There is no such thing as immigration

Immigration is like darkness. It is the absence of something, not something in and of itself. It is a partial restoration of the state of nature.

The natural state of man is that we move as we please. We stop people from moving as they or we please for various reasons. These stopping points are generally, but not exclusively called borders. Borders are not permanent. They can be moved, erased, reconstituted again. As any observer of Europe will note it can happen quickly and pretty often. Borders do not have to be impermeable. They can have exceptions to the rules. When people are peacefully allowed to cross borders permanently according to the will of the people controlling the border as an exception to the general rule of no crossings, it’s called immigration. Since most borders are controlled by more than one group, the exiting group often calls it a different term than the entry group.
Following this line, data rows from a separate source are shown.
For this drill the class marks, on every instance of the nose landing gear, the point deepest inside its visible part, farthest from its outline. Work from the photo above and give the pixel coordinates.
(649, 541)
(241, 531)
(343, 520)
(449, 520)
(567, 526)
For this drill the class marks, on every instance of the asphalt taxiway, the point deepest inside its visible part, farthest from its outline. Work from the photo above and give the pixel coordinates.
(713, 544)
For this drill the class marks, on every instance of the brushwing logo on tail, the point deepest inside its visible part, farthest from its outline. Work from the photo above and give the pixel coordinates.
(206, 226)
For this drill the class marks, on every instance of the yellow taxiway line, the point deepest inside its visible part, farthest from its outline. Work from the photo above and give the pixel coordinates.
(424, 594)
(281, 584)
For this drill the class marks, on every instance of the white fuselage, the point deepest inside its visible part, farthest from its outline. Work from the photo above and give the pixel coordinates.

You cannot create a proper system of exceptions to a rule without understanding why the rule exists. But ask people who have strong opinions on immigration why borders exist and more times than not, they haven’t considered the question at all. You could intuit why we have borders by the exceptions but almost nobody does, not even immigration restrictionists. We’re all playing the old game of blind men feeling the elephant and having opinions as to what it is.

20 thoughts on “There is no such thing as immigration”

  1. One world. No borders, that works for me.

    The sooner this happens, the sooner we can get on with human activity, that does not involve the constant fighting for preeminence and advantage, that the international politics of separate states, naturally enforces.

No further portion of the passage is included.